Then in 1887, the neighborhood was leveled by a fire, said to be arson. San Jose officials voted to build a city hall in the spot, marking the end of Market Street Chinatown.
Traces, though, remain. Those bricks and glass shards and battered bowls from a lost community still tell their stories, quietly and mysteriously, in exhibit cases and drawers at the Stanford Archaeology Center. Artist Rene Yung has curated the artifacts into a poignant installation called "City Beneath the City." The project, she says, explores "the materiality of absence."
To get to the exhibit, viewers go through the center's lobby, passing student displays of Peruvian ceramic vessels and Neolithic daggers. In the small room where Yung's project is on display, sunlight filters down from high windows, with lofty wooden beams giving the room a barn-like feeling.
The artifacts offer wisps of past lives. Among the combs, buttons and porcelain shards are tags with sentence fragments. Yung picked words from a Stanford researchers' report about Market Street Chinatown. Taken out of context, the phrases are abstract, intriguing: "grocers, barbers, two herb doctors, an astrologer, a butcher, a baker"; "thousands of years"; "partially adopted"; "barber stands, clothing shops and general merchandising stores."
"You really get immersed in these objects that were held and worn and touched by the people who lived in the space," Yung said, adding, "I see in the words a compressed poetry."
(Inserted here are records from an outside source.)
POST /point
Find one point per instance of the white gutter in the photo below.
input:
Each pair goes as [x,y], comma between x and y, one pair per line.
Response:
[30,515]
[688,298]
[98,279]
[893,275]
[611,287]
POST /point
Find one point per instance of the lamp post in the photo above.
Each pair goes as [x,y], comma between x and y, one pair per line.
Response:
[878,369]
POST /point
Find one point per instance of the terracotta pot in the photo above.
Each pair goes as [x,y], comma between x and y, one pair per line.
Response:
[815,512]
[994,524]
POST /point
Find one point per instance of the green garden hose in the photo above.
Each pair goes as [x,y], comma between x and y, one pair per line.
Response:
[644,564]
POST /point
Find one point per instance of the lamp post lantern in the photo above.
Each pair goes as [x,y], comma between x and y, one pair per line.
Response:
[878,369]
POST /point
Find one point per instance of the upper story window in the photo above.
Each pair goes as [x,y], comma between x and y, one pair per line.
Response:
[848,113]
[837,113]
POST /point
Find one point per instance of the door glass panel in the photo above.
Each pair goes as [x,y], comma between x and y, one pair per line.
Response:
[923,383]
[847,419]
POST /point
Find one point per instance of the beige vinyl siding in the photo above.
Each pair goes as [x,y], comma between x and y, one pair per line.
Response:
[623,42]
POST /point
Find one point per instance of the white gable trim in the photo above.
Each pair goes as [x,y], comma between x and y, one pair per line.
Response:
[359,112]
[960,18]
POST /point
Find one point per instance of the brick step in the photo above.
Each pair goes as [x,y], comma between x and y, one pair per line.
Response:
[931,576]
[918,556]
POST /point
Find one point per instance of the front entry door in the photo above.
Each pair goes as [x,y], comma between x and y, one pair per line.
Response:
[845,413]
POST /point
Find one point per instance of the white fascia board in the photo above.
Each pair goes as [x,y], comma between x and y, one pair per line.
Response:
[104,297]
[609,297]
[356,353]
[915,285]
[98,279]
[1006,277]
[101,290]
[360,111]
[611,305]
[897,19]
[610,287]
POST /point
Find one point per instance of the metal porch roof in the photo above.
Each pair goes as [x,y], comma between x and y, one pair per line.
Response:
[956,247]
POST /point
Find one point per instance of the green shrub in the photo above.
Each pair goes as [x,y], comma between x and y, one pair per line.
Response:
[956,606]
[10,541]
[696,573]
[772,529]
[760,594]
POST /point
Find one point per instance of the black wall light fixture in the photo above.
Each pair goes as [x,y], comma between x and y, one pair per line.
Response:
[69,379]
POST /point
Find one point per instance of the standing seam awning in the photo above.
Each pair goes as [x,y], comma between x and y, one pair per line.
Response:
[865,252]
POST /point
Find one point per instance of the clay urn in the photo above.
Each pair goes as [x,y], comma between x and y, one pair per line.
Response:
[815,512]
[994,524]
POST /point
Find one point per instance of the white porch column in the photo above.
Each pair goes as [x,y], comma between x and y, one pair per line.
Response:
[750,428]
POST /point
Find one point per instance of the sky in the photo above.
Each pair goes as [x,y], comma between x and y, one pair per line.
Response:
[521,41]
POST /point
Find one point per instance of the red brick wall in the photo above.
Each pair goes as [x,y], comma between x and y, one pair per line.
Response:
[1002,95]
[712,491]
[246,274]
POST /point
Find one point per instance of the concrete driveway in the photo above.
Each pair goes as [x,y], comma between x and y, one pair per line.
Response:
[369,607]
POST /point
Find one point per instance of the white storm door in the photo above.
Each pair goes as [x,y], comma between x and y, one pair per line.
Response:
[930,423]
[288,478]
One of the tags reads "nuisance." It makes Yung think of the racism of the time, of the people who wanted Chinatown gone. "That word, 'nuisance,' encapsulates the reason that this thriving community became an architectural site," she said.
The departed community has been the subject of renewed interest in recent years. About a decade ago, Stanford's archeological center and anthropology department teamed up with History San Jose, Past Forward Inc., and the Chinese Historical and Cultural Project to study and catalog the artifacts, and make them accessible for teaching and research.
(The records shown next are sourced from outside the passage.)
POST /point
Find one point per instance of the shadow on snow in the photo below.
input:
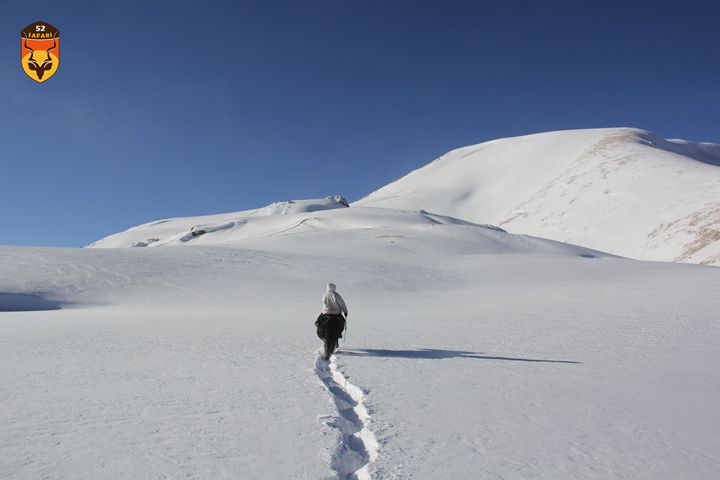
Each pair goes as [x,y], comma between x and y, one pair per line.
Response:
[434,354]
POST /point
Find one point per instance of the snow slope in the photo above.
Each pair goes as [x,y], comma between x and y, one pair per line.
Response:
[620,190]
[471,353]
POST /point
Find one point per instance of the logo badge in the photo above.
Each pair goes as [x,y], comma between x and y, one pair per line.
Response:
[40,50]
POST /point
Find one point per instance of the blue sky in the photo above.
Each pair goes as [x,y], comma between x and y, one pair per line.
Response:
[163,109]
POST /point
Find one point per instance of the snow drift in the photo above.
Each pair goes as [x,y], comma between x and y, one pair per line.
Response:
[620,190]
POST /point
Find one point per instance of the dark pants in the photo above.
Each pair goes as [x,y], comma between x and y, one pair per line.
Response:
[329,329]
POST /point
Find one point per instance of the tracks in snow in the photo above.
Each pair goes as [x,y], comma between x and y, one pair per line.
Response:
[358,447]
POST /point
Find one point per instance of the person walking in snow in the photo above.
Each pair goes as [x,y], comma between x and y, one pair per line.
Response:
[331,322]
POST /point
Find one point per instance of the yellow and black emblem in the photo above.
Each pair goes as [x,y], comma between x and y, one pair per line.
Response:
[40,50]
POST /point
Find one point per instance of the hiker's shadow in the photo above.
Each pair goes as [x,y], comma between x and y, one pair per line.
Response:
[435,354]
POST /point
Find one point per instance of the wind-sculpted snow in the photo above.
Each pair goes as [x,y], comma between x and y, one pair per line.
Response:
[234,226]
[484,355]
[621,190]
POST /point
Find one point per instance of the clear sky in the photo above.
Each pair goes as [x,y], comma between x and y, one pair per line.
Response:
[163,109]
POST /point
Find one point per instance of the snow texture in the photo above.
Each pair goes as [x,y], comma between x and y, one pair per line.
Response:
[470,353]
[621,190]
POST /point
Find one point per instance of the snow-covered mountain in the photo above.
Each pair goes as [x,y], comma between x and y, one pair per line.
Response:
[621,190]
[471,352]
[328,226]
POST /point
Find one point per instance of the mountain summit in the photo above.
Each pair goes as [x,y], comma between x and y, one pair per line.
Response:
[621,190]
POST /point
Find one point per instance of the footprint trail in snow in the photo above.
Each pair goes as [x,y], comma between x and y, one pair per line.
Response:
[358,447]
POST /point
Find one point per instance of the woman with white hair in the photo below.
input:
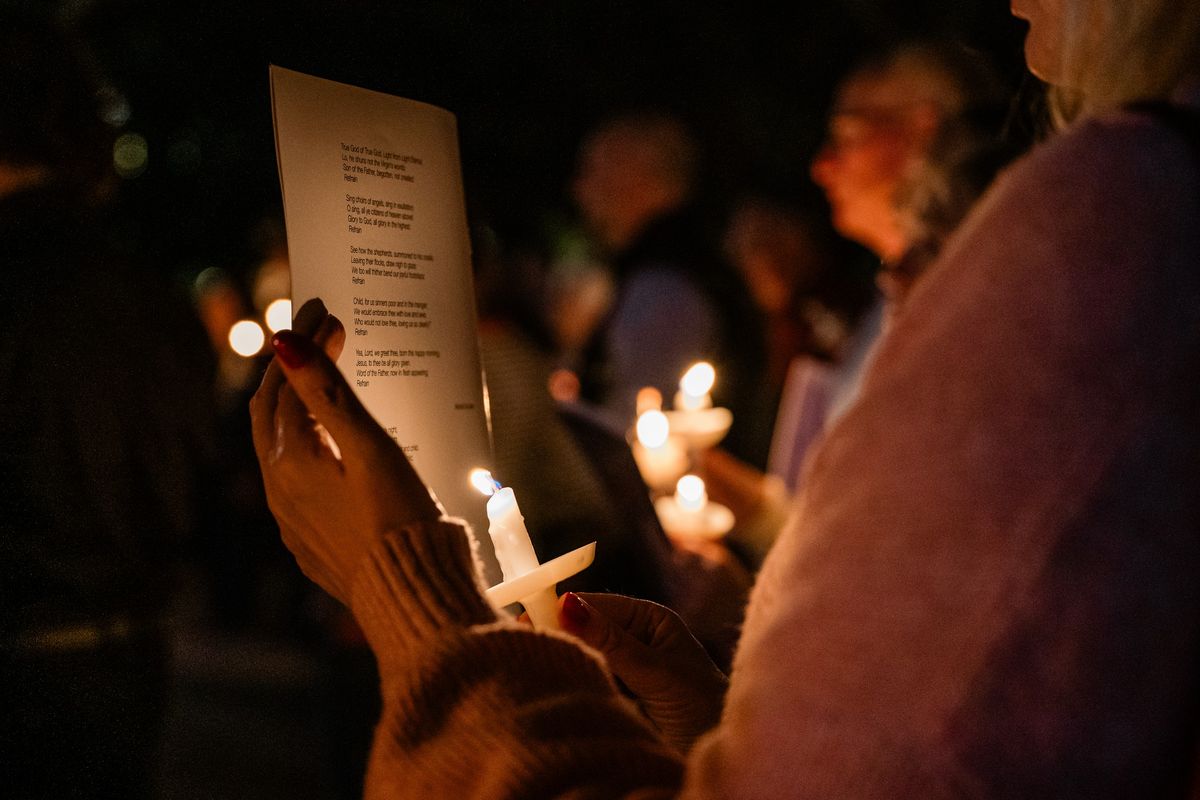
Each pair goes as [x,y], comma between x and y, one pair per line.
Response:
[989,584]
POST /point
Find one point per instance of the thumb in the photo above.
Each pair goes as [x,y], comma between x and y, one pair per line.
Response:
[321,386]
[625,655]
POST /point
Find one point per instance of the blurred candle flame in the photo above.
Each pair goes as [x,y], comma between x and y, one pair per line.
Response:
[246,337]
[653,428]
[699,379]
[690,493]
[484,482]
[279,314]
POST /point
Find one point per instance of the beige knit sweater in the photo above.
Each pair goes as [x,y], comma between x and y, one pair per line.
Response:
[991,584]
The whole collection fills more than 400 boxes. Before 1985, the artifacts were in the ground. Then construction workers building the Fairmont Hotel and the Silicon Valley Financial Center spotted them. The city hired a private archaeological firm to recover and box up the artifacts. The boxes were taken to a city warehouse, where they languished for 20 years until researchers took a new interest in them, according to a Stanford project report.
By the time the artifacts arrived at Stanford in 2002, much work was required to organize them and put them into historic context. Over time, researchers came to find something positive in this lost city, Stanford's Barbara Voss, principal investigator for the archaeology project, wrote in an exhibit statement.
"These objects — simultaneously fragile and durable — echo the struggles of Santa Clara County's early Chinese immigrants, who continued to rebuild their communities despite legal restrictions, racial discrimination, and direct violence," Voss wrote. "In reflecting on their persistence, we may feel hope in the midst of loss."
Art intersected with archaeology last year, when the San Jose Institute of Contemporary Art took an interest in the Chinatown project. The group decided to have an installation with some of the artifacts as part of the ZERO1 biennial. Rene Yung seemed a natural fit as the artist.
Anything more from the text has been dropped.